Consistency and Dirty Reads

Elasticsearch uses a near real-time search model. Understanding when your reads are real-time vs. eventually consistent is critical to avoiding subtle concurrency bugs.

How Elasticsearch Segments Work

When you index (write) a document, Elasticsearch immediately writes it to the transaction log (translog) and an in-memory buffer. The document is retrievable by ID at this point through the realtime GET path. However, it is not searchable until the next refresh, which flushes the buffer into a searchable segment (default: every 1 second).

This creates two fundamentally different read paths:

  • GET path (real-time): Reads directly from the transaction log. Returns the latest version of a document immediately after a write, even before a refresh.
  • Search path (near real-time): Queries the searchable segments, which lag behind writes by up to the refresh interval. Writes that haven't been refreshed yet are invisible -- this is a dirty read.

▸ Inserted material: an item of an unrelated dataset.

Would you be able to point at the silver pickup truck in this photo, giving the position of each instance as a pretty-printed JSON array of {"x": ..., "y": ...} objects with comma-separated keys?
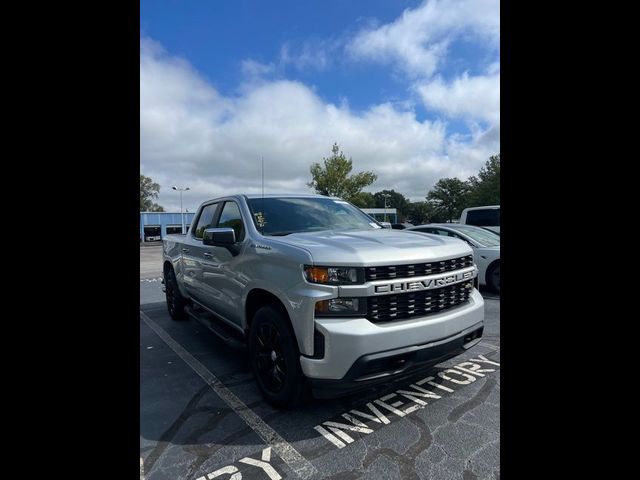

Repository Operations by Consistency

OperationReal-Time?ES API UsedNotes
GetByIdAsync✅ YesGET APIFalls back to Search when model has a parent and no routing is provided
GetByIdsAsync✅ YesMulti-GET APIFalls back to Search for unrouted parent documents or multi-index
ExistsAsync(id)✅ YesGET API / Document Exists APIUses Document Exists API (no soft deletes) or GET API with source filter (soft deletes). Falls back to Search only for unrouted parent documents
ExistsAsync(query)❌ NoSearch API (size: 0)Always Search, even with .Id(id) combined with field filters
FindAsync❌ NoSearch APISubject to refresh interval
FindOneAsync❌ NoSearch API (size: 1)Subject to refresh interval
CountAsync❌ NoSearch API (size: 0)Uses Search (not the Count API) to support aggregations
GetAllAsync❌ NoSearch APIDelegates to FindAsync with an empty query
BatchProcessAsync❌ NoSearch APIIterates with search-after paging via FindAsAsync

The Dirty Read Problem

Any method using the search path can return stale results during the refresh window:

csharp
var employee = await repository.AddAsync(new Employee
{
    CompanyId = "company-123",
    Name = "Jane Doe"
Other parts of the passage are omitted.